CELLE QUE VOUS CROYEZ réalisé par Safy Nebbou, disponible en DVD et Blu-ray le 2 juillet 2019 chez Diaphana
Acteurs : Juliette Binoche, Nicole Garcia, François Civil, Marie-Ange Casta, Guillaume Gouix, Charles Berling, Jules Houplain, Jules Gauzelin…

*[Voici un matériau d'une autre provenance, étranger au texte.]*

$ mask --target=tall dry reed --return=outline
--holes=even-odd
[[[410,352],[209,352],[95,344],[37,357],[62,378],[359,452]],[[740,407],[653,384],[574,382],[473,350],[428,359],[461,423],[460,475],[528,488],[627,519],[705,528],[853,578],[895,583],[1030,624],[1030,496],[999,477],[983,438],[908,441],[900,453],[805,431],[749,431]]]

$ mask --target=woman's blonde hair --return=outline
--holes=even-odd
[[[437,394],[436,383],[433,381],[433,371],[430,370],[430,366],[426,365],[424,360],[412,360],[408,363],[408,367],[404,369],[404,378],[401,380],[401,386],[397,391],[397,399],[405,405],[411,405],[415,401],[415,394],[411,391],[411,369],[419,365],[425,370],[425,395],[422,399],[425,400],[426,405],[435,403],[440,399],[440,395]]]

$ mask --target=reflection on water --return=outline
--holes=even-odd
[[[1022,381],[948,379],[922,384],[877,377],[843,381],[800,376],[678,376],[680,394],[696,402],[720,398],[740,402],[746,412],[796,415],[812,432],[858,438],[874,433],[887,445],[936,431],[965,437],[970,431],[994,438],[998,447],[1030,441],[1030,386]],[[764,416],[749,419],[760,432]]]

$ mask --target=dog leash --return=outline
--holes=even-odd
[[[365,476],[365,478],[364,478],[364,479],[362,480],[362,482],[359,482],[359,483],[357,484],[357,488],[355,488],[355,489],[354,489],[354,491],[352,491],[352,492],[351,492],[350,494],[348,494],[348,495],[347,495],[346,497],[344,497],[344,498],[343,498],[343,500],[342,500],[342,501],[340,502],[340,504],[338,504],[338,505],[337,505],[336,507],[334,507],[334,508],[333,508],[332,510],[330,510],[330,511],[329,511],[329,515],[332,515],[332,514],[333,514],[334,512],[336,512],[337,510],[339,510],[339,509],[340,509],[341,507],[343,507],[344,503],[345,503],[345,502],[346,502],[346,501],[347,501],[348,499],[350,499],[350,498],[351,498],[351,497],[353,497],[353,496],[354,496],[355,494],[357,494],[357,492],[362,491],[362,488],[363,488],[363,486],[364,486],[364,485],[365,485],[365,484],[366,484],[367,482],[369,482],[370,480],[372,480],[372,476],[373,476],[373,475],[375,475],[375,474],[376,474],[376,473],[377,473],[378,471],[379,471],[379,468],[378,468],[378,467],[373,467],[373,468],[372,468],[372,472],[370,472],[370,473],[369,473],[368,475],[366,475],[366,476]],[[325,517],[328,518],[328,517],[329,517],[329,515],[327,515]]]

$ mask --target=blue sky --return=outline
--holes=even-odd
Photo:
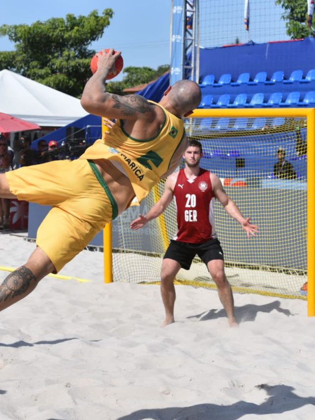
[[[170,64],[170,26],[171,0],[4,0],[0,25],[31,25],[68,13],[86,15],[96,9],[100,14],[111,8],[114,16],[101,39],[91,47],[96,51],[113,47],[122,51],[125,66],[147,66],[156,69]],[[231,43],[238,37],[241,42],[256,42],[287,39],[280,6],[275,0],[251,0],[251,31],[243,24],[244,0],[199,0],[200,28],[206,34],[204,46]],[[204,8],[205,5],[206,9]],[[226,14],[227,9],[230,13]],[[0,51],[13,50],[7,37],[0,37]],[[123,73],[115,78],[121,80]]]
[[[110,8],[114,16],[102,37],[91,46],[96,50],[113,47],[122,51],[125,66],[157,68],[170,62],[171,0],[5,0],[0,25],[30,25],[68,13],[87,15],[96,9],[100,14]],[[0,51],[14,49],[7,37],[0,37]],[[122,73],[115,79],[120,80]]]

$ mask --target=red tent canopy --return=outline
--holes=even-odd
[[[33,123],[29,123],[20,118],[16,118],[0,112],[0,132],[9,133],[11,131],[25,131],[27,130],[40,129],[39,126]]]

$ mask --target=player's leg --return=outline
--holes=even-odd
[[[171,240],[164,256],[161,272],[161,294],[165,310],[163,326],[174,322],[174,306],[176,298],[174,279],[181,268],[189,270],[194,251],[184,242]]]
[[[54,270],[49,258],[36,248],[27,262],[10,273],[0,285],[0,311],[29,294],[39,280]]]
[[[234,304],[230,284],[224,272],[222,259],[212,259],[207,264],[210,275],[218,287],[219,296],[224,308],[230,326],[236,326],[237,323],[234,316]]]
[[[210,275],[218,287],[220,300],[223,305],[228,323],[231,326],[236,326],[237,323],[234,316],[233,293],[224,272],[223,251],[220,241],[211,239],[201,244],[198,254],[207,265]]]
[[[181,268],[179,262],[164,258],[161,270],[161,295],[165,311],[165,319],[162,326],[175,322],[174,306],[176,298],[174,279]]]

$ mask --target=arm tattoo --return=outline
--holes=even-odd
[[[0,286],[0,302],[23,294],[32,281],[36,281],[35,276],[24,265],[11,273]]]
[[[137,112],[145,114],[152,110],[148,101],[140,95],[119,97],[113,95],[112,98],[116,102],[113,107],[120,109],[123,115],[134,115]]]

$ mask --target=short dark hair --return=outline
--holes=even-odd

Scénario : Safy Nebbou, Julie Peyr d’après le roman de Camille Laurens
Photographie : Gilles Porte
Musique : Ibrahim Maalouf
Durée : 1h37
Date de sortie initiale : 2019
LE FILM
Pour épier son amant Ludo, Claire Millaud, 50 ans, crée un faux profil sur les réseaux sociaux et devient Clara une magnifique jeune femme de 24 ans. Alex, l’ami de Ludo, est immédiatement séduit. Claire, prisonnière de son avatar, tombe éperdument amoureuse de lui. Si tout se joue dans le virtuel, les sentiments sont bien réels. Une histoire vertigineuse où réalité et mensonge se confondent.
Découvert en 2004 avec son excellent premier long métrage Le Cou de la girafe, le réalisateur Safy Nebbou (né en 1968) a su imposer sa griffe et son univers au fil de ses six films mis en scène en quinze ans. Si l’on remarque une nette prédilection pour le suspense, genre dans lequel il est d’ailleurs le plus habile et le plus convaincant (L’Empreinte en 2008, Comme un homme en 2012), le cinéaste s’est également illustré dans le biopic avec L’Autre Dumas (2010), par forcément pour le meilleur, et Dans les forêts de Sibérie (2016), adapté du récit autobiographique éponyme de Sylvain Tesson. Avec Celle que vous croyez, Safy Nebbou s’attaque au drame psychologique. En adaptant le roman homonyme de Camille Laurens publié en 2016, le réalisateur signe un film fort sur les rencontres 2.0., sur le désir féminin et sur celui de plaire après 50 ans, tout en offrant à Juliette Binoche l’un de ses plus beaux rôles depuis quinze ans.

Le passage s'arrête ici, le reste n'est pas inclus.